2. Termokopel tipe T
Termokopel tipe T terdiri dari dua bahan: tembaga dan paduan nikel tembaga. Hubungan antara sinyal tegangan dan perbedaan suhu di antara keduanya sangat linier. Sangat cocok untuk mengukur suhu serendah -200 derajat Celcius dan memiliki ketahanan oksidasi dan korosi yang baik.
3. Termokopel tipe K
Termokopel tipe K terdiri dari paduan nikel kromium dan paduan aluminium nikel. Dibandingkan dengan termokopel tipe T, termokopel tipe K memiliki rentang pengukuran suhu yang lebih luas, mulai dari -270 derajat C hingga 1300 derajat C. Selain itu, termokopel tipe K juga memiliki sensitivitas tinggi dan stabilitas jangka panjang.

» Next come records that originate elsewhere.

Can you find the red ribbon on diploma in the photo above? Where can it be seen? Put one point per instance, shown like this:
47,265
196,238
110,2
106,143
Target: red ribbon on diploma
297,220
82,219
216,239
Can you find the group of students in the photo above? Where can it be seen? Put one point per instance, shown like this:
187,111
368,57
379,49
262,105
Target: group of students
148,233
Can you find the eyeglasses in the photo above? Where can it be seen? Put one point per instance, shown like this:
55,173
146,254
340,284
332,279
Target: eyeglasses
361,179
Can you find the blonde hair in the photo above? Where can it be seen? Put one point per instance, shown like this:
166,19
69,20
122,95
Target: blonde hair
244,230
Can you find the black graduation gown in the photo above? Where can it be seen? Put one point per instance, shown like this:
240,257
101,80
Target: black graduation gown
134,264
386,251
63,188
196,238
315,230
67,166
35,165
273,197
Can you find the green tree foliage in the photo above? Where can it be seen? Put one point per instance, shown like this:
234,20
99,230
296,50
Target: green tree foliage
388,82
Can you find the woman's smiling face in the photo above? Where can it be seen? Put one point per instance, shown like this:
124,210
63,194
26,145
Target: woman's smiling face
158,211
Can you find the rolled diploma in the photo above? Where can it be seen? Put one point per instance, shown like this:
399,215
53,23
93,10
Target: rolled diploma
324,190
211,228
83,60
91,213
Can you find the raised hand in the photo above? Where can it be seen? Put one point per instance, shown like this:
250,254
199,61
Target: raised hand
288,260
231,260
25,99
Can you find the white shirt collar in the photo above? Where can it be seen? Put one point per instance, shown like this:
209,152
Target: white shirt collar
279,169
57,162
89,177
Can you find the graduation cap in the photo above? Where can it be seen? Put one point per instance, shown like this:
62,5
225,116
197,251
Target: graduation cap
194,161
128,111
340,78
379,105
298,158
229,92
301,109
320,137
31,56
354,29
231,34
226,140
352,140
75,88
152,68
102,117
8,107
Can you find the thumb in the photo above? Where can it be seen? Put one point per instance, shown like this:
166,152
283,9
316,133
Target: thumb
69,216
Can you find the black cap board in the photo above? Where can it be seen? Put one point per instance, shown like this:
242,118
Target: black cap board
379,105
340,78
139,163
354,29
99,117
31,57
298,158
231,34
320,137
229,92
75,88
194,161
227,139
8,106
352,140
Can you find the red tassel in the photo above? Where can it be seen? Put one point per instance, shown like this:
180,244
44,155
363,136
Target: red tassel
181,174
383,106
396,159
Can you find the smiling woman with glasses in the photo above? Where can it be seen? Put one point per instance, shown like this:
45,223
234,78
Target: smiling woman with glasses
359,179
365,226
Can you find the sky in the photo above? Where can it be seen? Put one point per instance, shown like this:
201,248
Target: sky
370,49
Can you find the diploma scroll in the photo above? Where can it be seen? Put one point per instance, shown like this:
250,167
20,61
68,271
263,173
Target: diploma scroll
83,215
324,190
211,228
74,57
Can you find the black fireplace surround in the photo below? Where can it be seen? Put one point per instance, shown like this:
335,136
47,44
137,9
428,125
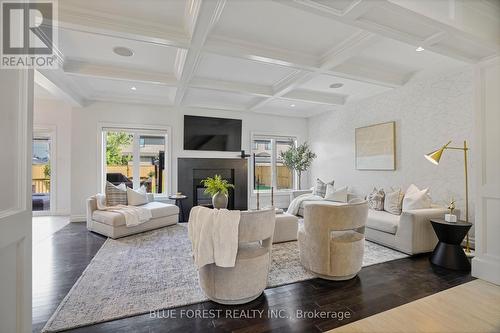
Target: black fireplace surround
191,171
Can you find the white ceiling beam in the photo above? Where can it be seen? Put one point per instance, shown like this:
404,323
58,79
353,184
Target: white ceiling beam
237,87
80,68
315,97
205,18
256,52
84,20
50,81
356,16
339,54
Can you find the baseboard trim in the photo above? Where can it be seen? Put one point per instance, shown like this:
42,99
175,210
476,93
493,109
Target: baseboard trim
78,218
486,268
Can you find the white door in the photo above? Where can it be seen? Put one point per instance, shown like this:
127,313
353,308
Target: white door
16,109
486,264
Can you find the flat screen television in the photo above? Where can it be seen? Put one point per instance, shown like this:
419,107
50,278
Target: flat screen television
213,134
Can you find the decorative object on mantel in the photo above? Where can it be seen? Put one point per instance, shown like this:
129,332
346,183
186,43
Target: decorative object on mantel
218,188
450,217
434,158
376,147
298,159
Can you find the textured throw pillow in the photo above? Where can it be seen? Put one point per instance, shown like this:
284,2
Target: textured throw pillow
136,198
101,201
376,199
116,195
393,201
320,187
332,194
416,199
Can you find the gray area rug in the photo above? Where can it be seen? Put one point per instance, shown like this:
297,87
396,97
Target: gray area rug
155,270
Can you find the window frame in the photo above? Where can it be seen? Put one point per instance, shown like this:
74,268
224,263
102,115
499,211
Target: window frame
274,157
137,130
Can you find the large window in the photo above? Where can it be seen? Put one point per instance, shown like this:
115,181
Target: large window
269,170
136,158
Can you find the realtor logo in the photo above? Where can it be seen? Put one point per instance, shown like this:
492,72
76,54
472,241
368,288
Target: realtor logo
28,34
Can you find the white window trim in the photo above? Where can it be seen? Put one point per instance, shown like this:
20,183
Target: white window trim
143,129
273,138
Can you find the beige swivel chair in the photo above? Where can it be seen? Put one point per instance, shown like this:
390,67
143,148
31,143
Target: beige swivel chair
331,240
248,278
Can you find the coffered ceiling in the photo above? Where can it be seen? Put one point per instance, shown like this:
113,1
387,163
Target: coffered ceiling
264,56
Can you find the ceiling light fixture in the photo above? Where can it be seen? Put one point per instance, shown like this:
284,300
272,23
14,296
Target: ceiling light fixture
336,85
123,51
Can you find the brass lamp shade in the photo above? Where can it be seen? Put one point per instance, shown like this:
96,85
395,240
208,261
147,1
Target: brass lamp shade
435,156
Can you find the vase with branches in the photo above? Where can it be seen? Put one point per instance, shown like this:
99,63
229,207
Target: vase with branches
298,159
218,188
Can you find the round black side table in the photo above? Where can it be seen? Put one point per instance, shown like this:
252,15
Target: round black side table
178,202
448,252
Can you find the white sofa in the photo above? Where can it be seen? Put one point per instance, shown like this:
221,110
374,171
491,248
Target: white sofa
112,224
411,232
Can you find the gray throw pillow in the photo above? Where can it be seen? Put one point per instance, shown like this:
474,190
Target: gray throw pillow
115,195
320,187
376,199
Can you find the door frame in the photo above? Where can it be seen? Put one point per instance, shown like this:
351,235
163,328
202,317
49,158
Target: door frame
50,132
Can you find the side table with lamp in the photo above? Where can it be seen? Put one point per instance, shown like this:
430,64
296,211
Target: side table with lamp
450,234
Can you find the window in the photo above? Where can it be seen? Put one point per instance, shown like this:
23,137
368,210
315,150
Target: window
136,158
269,170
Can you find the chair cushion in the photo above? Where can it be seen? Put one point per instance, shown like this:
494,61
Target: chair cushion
382,221
250,250
158,209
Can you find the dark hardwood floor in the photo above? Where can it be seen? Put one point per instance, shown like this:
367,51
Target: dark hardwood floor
377,288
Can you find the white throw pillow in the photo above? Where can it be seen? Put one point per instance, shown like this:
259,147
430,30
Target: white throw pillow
393,201
136,198
339,195
101,201
416,198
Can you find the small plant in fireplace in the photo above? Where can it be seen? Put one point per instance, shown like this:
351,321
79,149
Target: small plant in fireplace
218,188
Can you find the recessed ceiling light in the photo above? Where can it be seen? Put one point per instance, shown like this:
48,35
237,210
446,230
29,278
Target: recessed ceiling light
123,51
336,85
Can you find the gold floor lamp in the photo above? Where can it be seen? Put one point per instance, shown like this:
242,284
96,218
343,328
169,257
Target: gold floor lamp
434,158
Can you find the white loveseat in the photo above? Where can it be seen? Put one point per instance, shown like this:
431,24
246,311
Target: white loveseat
112,224
411,232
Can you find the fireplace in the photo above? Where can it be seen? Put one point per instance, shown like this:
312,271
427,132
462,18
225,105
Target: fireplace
191,171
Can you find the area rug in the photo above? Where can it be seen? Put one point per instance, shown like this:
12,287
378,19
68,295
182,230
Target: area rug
155,270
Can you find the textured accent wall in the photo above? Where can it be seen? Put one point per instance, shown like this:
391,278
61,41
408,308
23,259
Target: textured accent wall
428,112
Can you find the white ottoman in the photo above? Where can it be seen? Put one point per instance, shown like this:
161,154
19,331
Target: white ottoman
286,227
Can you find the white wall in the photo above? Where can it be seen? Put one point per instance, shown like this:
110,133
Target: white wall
56,115
428,112
84,142
486,264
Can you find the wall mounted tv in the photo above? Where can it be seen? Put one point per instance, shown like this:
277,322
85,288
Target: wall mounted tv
213,134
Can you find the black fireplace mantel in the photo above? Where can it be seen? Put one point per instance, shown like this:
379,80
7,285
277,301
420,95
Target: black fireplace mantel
192,170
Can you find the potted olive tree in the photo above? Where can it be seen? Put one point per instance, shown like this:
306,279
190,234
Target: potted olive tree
218,188
298,158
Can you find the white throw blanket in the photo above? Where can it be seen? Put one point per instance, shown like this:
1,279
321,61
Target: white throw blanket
214,236
295,204
134,215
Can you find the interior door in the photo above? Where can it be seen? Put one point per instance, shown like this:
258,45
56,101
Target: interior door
16,109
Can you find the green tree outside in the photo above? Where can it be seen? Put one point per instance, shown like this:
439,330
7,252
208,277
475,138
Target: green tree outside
114,143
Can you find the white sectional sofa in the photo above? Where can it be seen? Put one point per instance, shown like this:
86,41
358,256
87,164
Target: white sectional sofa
112,224
411,232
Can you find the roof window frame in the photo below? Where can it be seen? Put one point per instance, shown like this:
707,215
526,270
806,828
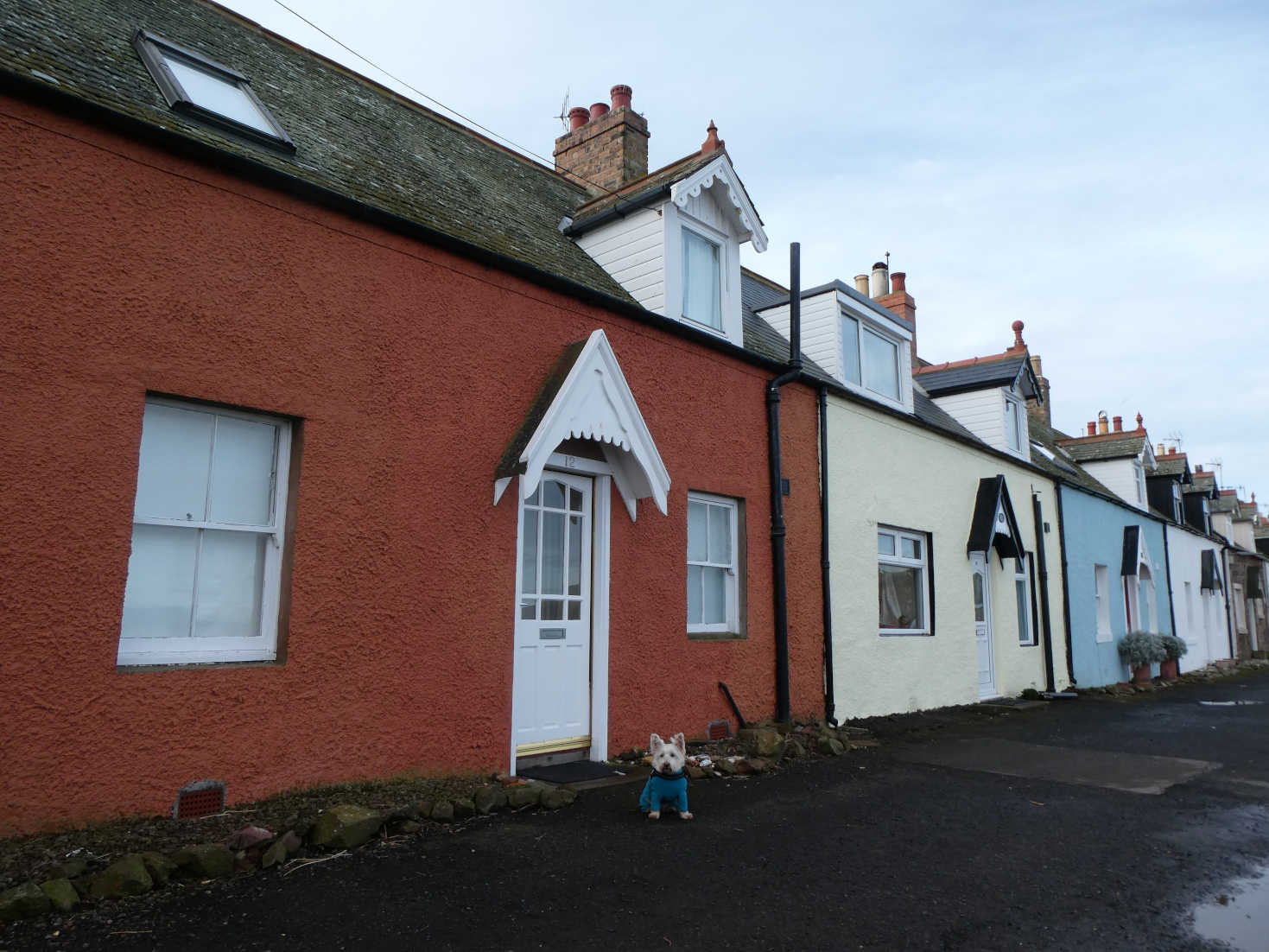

4. Metode untuk membedakan termokopel tipe T dan tipe K
Kedua kabel termokopel tipe T ditandai dengan warna merah dan biru, sedangkan termokopel tipe K ditandai dengan warna merah.
Termokopel tipe T cocok untuk pengukuran suhu dari -200 derajat C hingga 350 derajat C, sedangkan termokopel tipe K memiliki rentang suhu yang lebih luas, hingga -270 derajat C hingga 1300 derajat C.
Termokopel tipe T memiliki sensitivitas suhu yang lebih rendah, sedangkan termokopel tipe K memiliki sensitivitas suhu yang lebih tinggi.
Termokopel tipe T dan tipe K adalah sensor suhu umum yang berbeda dalam komposisi bahan, kisaran suhu, dan sensitivitas suhu. Dengan mengamati tanda warna, memahami kisaran suhu dan sensitivitas, kita dapat secara efektif membedakan termokopel tipe T dan tipe K, dan memilih sensor suhu yang sesuai dengan kebutuhan kita.